Generally, children and teens develop their moral sense in terms of simple contrasts: good and bad, right and wrong. Grey areas and nuance generally come later, sometimes well past young adulthood. But on gender and sexuality issues in the LDS Church, there’s a strange inversion. The younger LDS cohort is comfortable with a lot of diversity and a wide range of identities. There is a spectrum and a lot of adjoining grey areas. It’s the older LDS cohort, including the senior leadership, that wants it simple and binary. In some ways, LDS youth are thinking like adults and LDS leaders are thinking like children.

So let’s ponderize this.

  • If you saw the devotional live or if you went the extra mile and listened to the video recording, what jumped out at you? On the whole, was it encouraging or discouraging?

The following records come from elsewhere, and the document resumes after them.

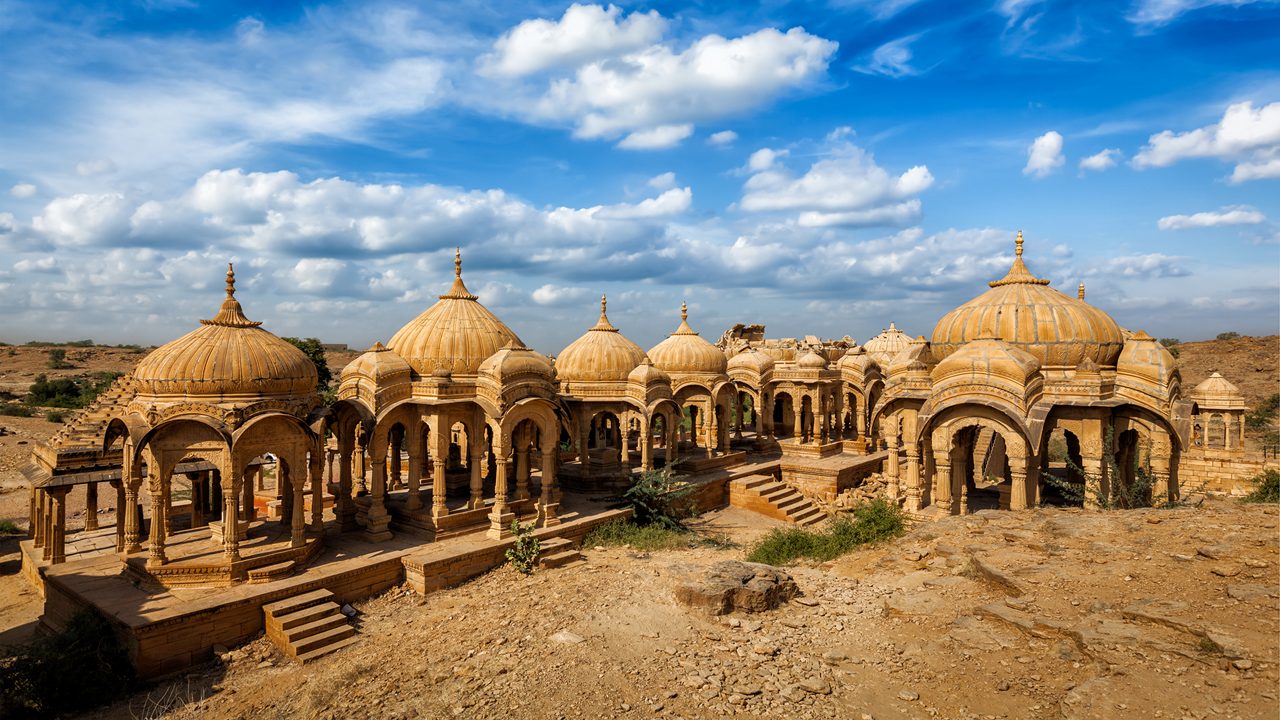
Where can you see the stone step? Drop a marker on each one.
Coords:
(316, 654)
(560, 559)
(324, 624)
(320, 639)
(269, 573)
(296, 602)
(302, 616)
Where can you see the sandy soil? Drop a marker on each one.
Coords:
(1038, 614)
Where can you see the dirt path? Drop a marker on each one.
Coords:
(1040, 614)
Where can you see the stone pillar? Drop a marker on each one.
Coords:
(91, 506)
(376, 518)
(59, 525)
(475, 465)
(231, 497)
(155, 555)
(913, 477)
(501, 518)
(119, 514)
(318, 493)
(1018, 483)
(132, 516)
(549, 502)
(343, 506)
(414, 501)
(298, 518)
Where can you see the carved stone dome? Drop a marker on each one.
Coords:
(885, 346)
(602, 354)
(685, 352)
(1022, 310)
(457, 333)
(229, 358)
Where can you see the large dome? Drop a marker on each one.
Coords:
(602, 354)
(456, 335)
(228, 356)
(685, 352)
(1022, 310)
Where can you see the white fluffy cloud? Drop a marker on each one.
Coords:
(844, 188)
(658, 87)
(892, 59)
(1100, 162)
(584, 33)
(1045, 155)
(1246, 135)
(1162, 12)
(722, 137)
(1237, 215)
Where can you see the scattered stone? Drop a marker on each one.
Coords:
(728, 586)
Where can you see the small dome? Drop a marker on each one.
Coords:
(516, 360)
(988, 356)
(753, 360)
(457, 333)
(228, 355)
(685, 352)
(885, 346)
(602, 354)
(647, 374)
(812, 360)
(379, 364)
(1022, 310)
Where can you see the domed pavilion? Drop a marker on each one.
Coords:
(1023, 382)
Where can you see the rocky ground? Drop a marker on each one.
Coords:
(1037, 614)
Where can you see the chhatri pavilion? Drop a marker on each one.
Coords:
(231, 469)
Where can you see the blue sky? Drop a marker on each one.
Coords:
(822, 167)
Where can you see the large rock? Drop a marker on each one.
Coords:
(728, 586)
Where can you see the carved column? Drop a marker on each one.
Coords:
(501, 518)
(549, 502)
(91, 506)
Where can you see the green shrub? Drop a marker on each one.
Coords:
(524, 554)
(1266, 487)
(71, 671)
(16, 410)
(871, 523)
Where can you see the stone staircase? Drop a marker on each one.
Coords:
(557, 552)
(85, 428)
(309, 625)
(767, 496)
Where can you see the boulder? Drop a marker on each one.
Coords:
(731, 586)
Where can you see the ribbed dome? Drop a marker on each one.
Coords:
(988, 356)
(229, 355)
(684, 351)
(753, 360)
(1022, 310)
(885, 346)
(602, 354)
(457, 333)
(812, 360)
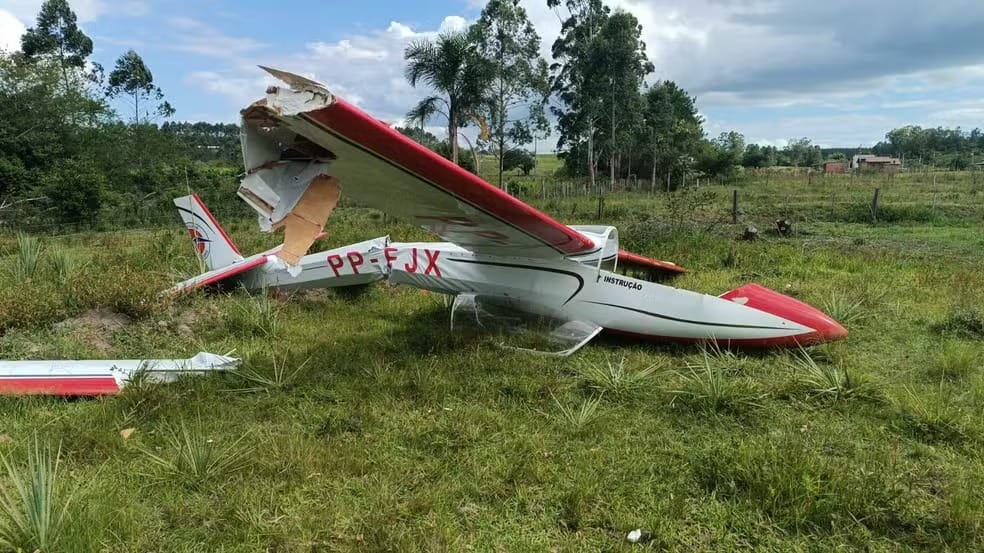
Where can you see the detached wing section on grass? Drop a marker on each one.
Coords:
(297, 133)
(218, 275)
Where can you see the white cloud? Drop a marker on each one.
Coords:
(11, 30)
(197, 37)
(365, 69)
(798, 68)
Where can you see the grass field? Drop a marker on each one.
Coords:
(358, 422)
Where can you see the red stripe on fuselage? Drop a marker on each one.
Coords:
(60, 386)
(216, 224)
(805, 339)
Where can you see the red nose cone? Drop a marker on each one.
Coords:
(759, 297)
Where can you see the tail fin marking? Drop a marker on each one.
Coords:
(211, 241)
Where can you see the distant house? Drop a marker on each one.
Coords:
(878, 163)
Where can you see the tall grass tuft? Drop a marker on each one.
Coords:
(709, 385)
(846, 311)
(64, 265)
(954, 361)
(616, 378)
(962, 322)
(579, 417)
(256, 315)
(29, 252)
(281, 377)
(194, 459)
(34, 515)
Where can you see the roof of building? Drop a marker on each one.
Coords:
(876, 159)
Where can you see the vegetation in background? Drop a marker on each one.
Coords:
(360, 422)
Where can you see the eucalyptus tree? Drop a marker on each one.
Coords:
(519, 86)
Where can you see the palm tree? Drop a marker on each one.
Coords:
(450, 66)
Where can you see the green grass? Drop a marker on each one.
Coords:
(358, 422)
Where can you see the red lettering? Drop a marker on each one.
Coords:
(411, 268)
(432, 263)
(355, 261)
(493, 235)
(335, 261)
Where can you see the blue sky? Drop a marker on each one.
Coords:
(842, 72)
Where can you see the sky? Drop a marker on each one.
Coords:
(840, 72)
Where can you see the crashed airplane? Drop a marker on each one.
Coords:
(501, 259)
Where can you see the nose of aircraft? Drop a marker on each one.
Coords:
(825, 329)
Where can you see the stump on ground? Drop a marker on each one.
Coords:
(784, 226)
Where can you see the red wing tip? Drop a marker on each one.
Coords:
(756, 296)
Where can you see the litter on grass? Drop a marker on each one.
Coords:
(100, 377)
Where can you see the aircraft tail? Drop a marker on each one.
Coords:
(211, 242)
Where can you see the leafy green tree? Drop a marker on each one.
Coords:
(75, 191)
(759, 156)
(802, 153)
(451, 66)
(56, 35)
(574, 80)
(519, 159)
(420, 136)
(722, 155)
(133, 78)
(672, 127)
(619, 64)
(505, 36)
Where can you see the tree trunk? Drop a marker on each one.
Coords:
(453, 131)
(611, 146)
(652, 182)
(501, 123)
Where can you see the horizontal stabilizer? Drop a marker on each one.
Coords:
(524, 326)
(633, 261)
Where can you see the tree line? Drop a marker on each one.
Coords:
(88, 147)
(95, 148)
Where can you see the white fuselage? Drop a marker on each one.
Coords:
(578, 291)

  • Based on just the short Newsroom article or the quotes in the OP, same question. Is this encouraging or discouraging? Is there movement or are they digging in their heels?
  • Can LDS leaders who still struggle to talk confidently and coherently about something as straightforward as single parenthood or divorce ever come to grips with the emerging spectrum of gender and sexual identities?
  • Do you agree that the strong hierarchical organization and correlated program of the Church narrows the options that leaders face for policy formulation? And of course the Internet makes it harder than ever to give different messages to different LDS audiences.